For all Chelsea's pledges to break even within the next five years, their unprecedented spending power continues to distort the domestic game, as has been illustrated twice in the past couple of weeks. First there was a perfect example brought out almost incidentally at the deadlocked High Court trial in which Harry Kewell was suing Gary Lineker for libel. Kewell's "personal manager", Bernie Mandic, said that soon after the Roman Abramovich coup, he had taken a call from Chelsea's chief executive, Trevor Birch. Knowing that his client was set on joining Liverpool, he "plucked a number out of the air and said Harry wouldn't go for less than £100,000 [a week]". Birch's reply startled Mandic as much as it should anyone else in football: "He said that wouldn't be a problem."

A similarly huge salary increase prompted Scott Parker to leave Charlton for Chelsea six months later, which had unwanted repercussions last week for Newcastle United and all other Premiership clubs - among them Birmingham, Everton, Tottenham and even Wigan - interested in signing him. It was estimated at the time that the player's wages had trebled from £15,000 a week, a tempting enough carrot for any 22-year-old. Charlton were annoyed he had recently signed a new contract, but the inflated £10m fee - paid almost in full the following day - has enabled them to buy eight new players, with money being handed on to Liverpool, Everton, Arsenal, Ipswich and Oxford among others.

The problem occurred once it became clear that Parker was surplus to a new manager's requirements. Most Premiership clubs - including Charlton - would have been in the market for him at a sensible fee. But even Chelsea were reluctant to lose too much on their original invest-ment and crucially, the number of clubs prepared to match wages believed to have risen to £55,000 was tiny. It is as much of a gamble for Newcastle to have done so, having shelled out £6.5m for the transfer, as it is for Parker, desperate to resurrect his international career, to have joined such an unstable club.
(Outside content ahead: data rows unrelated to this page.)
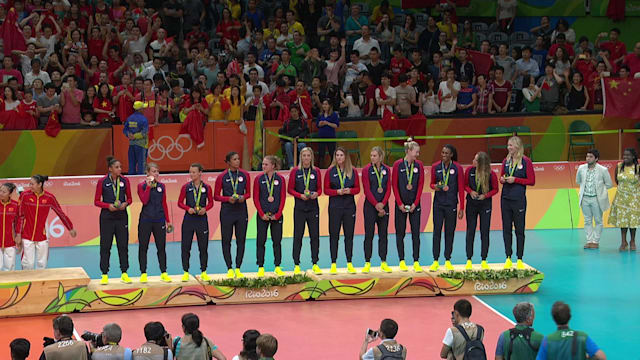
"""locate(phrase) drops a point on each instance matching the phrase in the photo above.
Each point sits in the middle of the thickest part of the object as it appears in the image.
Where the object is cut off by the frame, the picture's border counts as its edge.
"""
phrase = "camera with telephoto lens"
(95, 338)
Meanwhile, the rod Chelsea have made for their own backs by paying excessive fees is still being used to beat them with. Milan and Athletic Bilbao can demand unrealistic sums for the left-backs they know the Premiership champions want (Kakha Kaladze and Asier Del Horno respectively), assuming there is a good chance Chelsea will eventually lose patience and sign the cheque. Jose Mourinho's return from holiday is expected to prompt increased urgency, for he will want the new full-back, midfield player and striker identified as prime targets to be in situ well before the club's US tour.

Market moves elsewhere have tended to centre on the promoted and relegated clubs, mostly bearing out McGuire's contention about more responsible trading. Wigan's interest in Parker hinted at ambitions they have so far been unable to achieve, but Sunderland and West Ham have shopped sensibly.
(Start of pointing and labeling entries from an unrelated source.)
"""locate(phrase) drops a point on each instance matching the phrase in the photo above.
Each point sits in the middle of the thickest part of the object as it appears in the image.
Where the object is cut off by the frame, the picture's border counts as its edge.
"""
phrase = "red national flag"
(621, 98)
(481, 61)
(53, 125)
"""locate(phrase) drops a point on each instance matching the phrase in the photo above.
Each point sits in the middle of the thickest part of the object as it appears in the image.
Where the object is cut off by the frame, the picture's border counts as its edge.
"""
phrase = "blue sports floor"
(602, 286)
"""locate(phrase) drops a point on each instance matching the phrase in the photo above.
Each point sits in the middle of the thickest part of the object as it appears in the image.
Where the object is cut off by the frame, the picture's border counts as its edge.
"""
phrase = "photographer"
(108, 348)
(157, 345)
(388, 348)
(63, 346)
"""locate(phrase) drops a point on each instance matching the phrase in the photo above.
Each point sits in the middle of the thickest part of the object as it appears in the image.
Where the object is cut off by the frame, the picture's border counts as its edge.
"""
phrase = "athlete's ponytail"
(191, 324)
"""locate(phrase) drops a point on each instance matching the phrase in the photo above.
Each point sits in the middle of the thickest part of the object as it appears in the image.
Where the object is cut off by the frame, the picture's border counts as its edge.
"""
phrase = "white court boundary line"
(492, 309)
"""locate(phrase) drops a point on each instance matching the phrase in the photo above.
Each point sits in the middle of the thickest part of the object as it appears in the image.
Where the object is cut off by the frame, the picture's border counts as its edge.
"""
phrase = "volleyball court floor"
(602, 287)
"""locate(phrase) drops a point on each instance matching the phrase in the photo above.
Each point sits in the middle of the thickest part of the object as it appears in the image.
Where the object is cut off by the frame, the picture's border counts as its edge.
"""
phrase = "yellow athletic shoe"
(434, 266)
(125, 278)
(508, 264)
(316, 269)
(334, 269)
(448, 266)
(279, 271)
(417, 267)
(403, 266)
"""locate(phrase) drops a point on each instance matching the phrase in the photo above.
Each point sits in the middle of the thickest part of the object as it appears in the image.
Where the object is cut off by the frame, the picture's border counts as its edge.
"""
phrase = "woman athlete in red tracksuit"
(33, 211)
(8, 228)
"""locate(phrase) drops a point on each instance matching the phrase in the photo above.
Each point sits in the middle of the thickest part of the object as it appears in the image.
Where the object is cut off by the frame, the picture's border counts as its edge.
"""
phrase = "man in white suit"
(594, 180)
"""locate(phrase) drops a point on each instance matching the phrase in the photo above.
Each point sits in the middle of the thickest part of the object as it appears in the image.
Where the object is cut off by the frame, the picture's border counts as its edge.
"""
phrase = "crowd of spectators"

Mick McCarthy is pursuing the path he followed to good effect in turning the club round after relegation two seasons ago, by looking for potential at prices to match; Kelvin Davis and Tommy Miller, the goalkeeper and midfielder from poor, ransacked Ipswich, full-back Nyron Nosworthy from Gillingham and strikers Jon Stead from Blackburn and Daryl Murphy from Waterford have cost no more than £3m in total. West Ham have taken a £1.25m plunge on Watford's Heidar Helguson to follow Roy Carroll into the club, and are presumably writing clauses into the contracts about wages decreasing if relegation materialises again.
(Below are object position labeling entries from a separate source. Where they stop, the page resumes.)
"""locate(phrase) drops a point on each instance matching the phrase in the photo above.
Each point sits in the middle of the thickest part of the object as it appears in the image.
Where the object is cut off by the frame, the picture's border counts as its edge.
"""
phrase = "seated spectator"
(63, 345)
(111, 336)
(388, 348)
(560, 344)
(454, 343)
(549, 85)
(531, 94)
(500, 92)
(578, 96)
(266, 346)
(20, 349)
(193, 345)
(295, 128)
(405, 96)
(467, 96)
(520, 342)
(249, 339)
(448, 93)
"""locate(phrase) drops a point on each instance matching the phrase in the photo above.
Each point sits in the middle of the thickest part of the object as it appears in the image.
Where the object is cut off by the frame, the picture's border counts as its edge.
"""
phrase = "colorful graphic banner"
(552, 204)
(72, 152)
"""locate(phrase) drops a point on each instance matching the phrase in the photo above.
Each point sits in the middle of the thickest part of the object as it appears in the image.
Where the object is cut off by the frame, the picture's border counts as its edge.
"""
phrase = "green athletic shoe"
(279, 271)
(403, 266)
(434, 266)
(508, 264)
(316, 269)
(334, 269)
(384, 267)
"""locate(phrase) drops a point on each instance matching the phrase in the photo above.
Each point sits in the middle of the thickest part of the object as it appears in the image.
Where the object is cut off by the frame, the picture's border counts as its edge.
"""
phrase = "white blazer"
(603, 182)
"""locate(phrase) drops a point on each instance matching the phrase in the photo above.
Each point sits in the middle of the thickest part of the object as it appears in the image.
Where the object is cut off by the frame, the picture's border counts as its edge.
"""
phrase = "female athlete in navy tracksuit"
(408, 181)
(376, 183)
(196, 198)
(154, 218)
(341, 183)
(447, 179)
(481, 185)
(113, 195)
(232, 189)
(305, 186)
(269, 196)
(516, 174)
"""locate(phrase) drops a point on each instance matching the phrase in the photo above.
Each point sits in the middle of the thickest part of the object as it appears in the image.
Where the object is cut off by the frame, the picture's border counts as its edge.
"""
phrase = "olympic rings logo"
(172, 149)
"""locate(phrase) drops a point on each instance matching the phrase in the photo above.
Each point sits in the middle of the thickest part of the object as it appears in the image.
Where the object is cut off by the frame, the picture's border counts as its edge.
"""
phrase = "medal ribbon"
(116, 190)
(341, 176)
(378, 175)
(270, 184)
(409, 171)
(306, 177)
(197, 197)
Those clubs moving in the opposite direction must strike the difficult balance between maximising chances of an immediate return while cutting costs. The best solution is generally to sacrifice one well-paid player for a big fee, which Crystal Palace hoped they had done by selling Wayne Routledge to Tottenham. But now Andrew Johnson has requested a move, with Liverpool, Newcastle and Everton interested, supporters will be fearing the worst despite the chairman's insistence he will be staying.

Followers of Norwich and Southampton still fear other new internationals such as Robert Green and Peter Crouch will be leaving, while Harry Redknapp faces the worry that a majority of his squad (and their agents) regard themselves as established Premiership players.

Ah, agents; it would hardly be surprising if the Kewell v Lineker jury found the arcane ways of the football transfer as difficult to comprehend as the most financially complex fraud trial. How did you make £2m from the deal when Leeds wanted to sell and Liverpool wanted to buy, Mandic was asked. "I didn't have to find a buyer. I just sat back and let them call," he responded with commendable candour.

Now the Football Association's compliance unit has charged Paul Stretford eight months after he was a star turn at a high-profile trial in Warrington Crown Court last September, when the prosecuting barrister said: "We do not feel able to rely upon Paul Stretford as a witness."